Mlliyet Milliyet Blog Milliyet Blog
 
Facebook Connect
Blog Kategorileri
 
 

Mustafa Çifci Aşk Yazarı

http://blog.milliyet.com.tr/mustafacifci

13 Mayıs '13

 
Kategori
İlişkiler
 

Bir gün sen de ölürsün demiştin

Bir gün sen de ölürsün demiştin
 

İnsan yoksa hiç bir şeyin güzelliği de olmuyor...


Her gün yitip kaybolan bir şeyler var. Bir zamanlar her şeyimiz olan,

şimdi sıradan olan dostlarımız var. Gecenin ortasında avunduğumuz

hayallerimiz var yarın sabahı aydınlatan. Acılarımız var birde unutamadığımız.

Senin de acıların var, benim de. Bir gün dönerim diye çıkılan yolculuklardan

Geri dönmemek var. Gözlerine bakarak  “unutmam” dediğini unutmak var.

Unutulmak var.

Bu gün sen bir garipsin.

Başını kaldır yüzüme bak. Senin yanında olsun yalnızlığım büyümesin. Senin yanında olsun unutayım acılarımı. Eski neşen yok bugün. Hemen gülmüyorsun eskisi gibi. Şaşırmıyorsun ölümlere bile. Bir çocuğun doğması heyecan vermiyor sana bu gün. Sanki acılara alışmış gibisin. Ceplerin hüzün yüklü bugün... Gözlerin uzaklara dalıyor. Durgunsun bugün, konuşmuyor, susuyorsun. Sanki sevdiğini kara trenler alıp götürmüş gibi uzayıp giden yollara bakıyorsun. El sallayan elin hava da asılı kalmış gibi. Bugün sen biraz garipsin.

Başını kaldır, yüzüme bak. Dünya senin gözlerinde güzel biliyor musun? Sevinçler senin bakışlarında gizli. Bir gülse gözlerin, dağılacak hüznün. Bir gülse gözlerin… Bir gülümseme görsem gözlerinde, ben de güleceğim.

Bir gün sen de ölürsün demiştin. Bir gün sen de ölürsün. Bir akşam yalnız kaldığında ölürsün. Bir bayram sabahı dostların aramadığında ölürsün. Uzun zaman kapın çalınmaz olduğunda, mektupların gelmez olduğunda, bir günde sen de ölürsün. Özel günlerinde bir demet çiçek çok görüldüğünde bir gün sen de ölürsün. Can dostlarının yalanlarında ölürsün.  Arkandan vurulduğunda ölürsün.  Kimsesiz kaldığında ölürsün. Bir gün sen de ölürsün.
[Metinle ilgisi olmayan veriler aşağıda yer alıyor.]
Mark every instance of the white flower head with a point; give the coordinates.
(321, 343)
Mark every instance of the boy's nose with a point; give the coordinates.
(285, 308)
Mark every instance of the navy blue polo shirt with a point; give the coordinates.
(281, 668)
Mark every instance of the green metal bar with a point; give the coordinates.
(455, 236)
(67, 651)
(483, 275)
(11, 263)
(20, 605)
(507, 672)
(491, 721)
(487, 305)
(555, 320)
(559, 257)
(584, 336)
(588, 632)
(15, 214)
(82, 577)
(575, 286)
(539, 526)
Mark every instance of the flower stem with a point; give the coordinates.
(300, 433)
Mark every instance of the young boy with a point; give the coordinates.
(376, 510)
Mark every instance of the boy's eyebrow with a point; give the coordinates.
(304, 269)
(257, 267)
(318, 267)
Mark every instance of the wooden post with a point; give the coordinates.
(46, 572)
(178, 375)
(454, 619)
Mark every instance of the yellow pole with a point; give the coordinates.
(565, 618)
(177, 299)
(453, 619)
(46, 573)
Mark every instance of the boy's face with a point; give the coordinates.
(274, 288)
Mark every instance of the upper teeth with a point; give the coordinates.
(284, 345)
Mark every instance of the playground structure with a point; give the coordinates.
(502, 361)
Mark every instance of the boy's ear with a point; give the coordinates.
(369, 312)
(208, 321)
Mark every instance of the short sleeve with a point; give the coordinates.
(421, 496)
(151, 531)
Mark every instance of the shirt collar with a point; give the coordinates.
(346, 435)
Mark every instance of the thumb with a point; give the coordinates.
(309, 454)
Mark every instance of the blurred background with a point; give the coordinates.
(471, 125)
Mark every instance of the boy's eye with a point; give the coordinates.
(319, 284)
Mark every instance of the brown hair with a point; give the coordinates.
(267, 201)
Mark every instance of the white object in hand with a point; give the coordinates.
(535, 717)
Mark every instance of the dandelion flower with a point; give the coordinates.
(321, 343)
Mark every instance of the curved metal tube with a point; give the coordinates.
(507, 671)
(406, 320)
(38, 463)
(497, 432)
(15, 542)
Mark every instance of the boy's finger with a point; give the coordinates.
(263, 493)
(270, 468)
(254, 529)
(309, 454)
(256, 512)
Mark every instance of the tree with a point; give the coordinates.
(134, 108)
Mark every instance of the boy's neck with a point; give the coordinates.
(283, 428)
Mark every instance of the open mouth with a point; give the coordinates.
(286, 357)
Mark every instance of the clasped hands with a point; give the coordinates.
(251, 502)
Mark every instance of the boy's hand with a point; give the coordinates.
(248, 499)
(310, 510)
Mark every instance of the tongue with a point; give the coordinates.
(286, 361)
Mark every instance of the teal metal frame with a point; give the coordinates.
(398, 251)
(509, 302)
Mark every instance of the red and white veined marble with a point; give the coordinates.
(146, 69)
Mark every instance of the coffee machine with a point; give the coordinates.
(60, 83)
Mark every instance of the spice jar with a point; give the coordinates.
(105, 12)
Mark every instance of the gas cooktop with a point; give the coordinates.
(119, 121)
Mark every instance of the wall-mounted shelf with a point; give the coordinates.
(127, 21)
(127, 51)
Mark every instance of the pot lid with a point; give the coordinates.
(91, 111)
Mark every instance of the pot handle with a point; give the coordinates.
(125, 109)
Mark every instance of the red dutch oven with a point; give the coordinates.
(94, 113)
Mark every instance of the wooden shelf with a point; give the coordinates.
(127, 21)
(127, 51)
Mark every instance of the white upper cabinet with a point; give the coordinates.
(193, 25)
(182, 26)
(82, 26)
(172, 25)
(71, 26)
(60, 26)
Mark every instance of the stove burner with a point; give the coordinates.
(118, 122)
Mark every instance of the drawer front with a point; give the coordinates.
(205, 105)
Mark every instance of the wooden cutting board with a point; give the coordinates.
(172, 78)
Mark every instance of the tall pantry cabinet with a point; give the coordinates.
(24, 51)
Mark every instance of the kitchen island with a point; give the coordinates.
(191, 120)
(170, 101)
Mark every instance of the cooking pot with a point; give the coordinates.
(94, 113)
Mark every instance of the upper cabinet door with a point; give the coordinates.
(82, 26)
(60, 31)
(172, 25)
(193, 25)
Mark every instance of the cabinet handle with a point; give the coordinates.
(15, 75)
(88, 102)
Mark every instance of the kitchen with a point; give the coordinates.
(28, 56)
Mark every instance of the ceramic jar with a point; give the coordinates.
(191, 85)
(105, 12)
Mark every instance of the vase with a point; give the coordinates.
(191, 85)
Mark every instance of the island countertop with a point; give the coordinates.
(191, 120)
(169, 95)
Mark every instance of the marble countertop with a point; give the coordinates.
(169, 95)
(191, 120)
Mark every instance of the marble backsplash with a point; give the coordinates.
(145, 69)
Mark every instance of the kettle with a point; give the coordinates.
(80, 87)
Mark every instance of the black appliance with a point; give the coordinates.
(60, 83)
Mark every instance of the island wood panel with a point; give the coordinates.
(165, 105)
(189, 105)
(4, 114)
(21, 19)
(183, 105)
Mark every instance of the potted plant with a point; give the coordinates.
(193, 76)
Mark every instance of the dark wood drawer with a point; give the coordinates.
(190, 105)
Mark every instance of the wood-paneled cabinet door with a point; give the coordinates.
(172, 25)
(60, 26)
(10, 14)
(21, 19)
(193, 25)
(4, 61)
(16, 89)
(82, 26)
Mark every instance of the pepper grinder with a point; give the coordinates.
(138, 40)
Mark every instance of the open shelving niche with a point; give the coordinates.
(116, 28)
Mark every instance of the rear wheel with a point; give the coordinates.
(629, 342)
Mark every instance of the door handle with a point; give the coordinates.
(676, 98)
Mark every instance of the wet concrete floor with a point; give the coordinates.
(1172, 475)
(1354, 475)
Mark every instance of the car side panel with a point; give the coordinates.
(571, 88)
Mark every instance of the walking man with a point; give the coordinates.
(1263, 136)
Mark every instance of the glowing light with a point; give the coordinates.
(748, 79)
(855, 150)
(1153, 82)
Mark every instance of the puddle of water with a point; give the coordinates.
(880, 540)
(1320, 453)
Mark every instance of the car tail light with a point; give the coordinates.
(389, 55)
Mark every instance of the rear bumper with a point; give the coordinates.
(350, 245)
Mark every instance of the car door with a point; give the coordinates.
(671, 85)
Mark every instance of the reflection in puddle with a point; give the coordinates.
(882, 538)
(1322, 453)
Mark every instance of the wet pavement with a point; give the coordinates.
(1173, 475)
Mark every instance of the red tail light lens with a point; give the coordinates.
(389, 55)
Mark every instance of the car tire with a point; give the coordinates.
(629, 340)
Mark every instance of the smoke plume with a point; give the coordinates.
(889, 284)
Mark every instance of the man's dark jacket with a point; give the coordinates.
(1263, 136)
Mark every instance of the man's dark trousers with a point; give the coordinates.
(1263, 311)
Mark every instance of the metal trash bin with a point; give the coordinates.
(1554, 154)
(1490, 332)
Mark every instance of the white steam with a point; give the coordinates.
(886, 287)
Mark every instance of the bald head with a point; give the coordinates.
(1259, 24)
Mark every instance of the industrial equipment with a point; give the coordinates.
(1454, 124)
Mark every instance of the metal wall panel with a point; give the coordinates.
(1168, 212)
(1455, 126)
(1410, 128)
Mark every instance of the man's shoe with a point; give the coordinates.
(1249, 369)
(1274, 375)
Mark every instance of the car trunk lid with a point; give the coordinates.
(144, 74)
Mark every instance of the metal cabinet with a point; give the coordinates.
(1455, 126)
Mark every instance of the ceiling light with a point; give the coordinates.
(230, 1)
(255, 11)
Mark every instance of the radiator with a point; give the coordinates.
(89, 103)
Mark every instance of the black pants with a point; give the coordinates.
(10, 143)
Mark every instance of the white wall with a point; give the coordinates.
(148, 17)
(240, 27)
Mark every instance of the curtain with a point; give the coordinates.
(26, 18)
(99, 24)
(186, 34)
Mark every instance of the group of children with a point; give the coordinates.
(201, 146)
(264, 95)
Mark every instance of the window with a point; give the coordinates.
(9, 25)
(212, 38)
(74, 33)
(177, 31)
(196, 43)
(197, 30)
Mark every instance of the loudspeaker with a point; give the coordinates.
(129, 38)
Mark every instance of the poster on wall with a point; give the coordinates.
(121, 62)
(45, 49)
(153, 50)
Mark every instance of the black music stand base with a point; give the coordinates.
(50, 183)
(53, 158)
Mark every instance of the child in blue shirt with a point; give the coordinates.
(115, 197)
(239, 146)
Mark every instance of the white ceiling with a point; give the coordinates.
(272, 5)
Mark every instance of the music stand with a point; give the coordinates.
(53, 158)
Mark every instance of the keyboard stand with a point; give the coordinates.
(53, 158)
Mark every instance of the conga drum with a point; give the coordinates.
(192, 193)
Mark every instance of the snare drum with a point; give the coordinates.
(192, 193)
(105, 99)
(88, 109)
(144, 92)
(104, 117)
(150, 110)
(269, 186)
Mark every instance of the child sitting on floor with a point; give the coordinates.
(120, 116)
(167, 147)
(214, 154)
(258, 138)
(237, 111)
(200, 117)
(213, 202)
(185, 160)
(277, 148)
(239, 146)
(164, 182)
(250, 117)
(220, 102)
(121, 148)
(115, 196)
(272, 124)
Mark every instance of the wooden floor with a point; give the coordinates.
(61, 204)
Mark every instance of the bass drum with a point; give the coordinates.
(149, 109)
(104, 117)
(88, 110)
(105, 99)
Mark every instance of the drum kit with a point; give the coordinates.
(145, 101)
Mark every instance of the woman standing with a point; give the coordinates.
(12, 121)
Her gün kaybolan bir şeyler var. Gün batımlarında maziye gömdüğümüz umutlarımız var. Bir çocuk gibi özenle büyüttüğümüz düşlerimiz var. Boynu bükük kalan özlemlerimiz var. Bir kâğıt parçası gibi buruşturup çöpe attığımız, yaşanıp biten anlarımız var. Ellerimizde tutunamayıp yok olan düşlerimiz var.

Bir gecenin ortasında zamansız çalan bir telefon sesinde irkilip, bir sevdiğimizi kaybettiğimizi duyduğumuzda anda ki çaresizliğimiz… Geleceğe saklanan düşlerin artık hiçbir zaman gerçek olamayacağını anladığımızda ki pişmanlığımız...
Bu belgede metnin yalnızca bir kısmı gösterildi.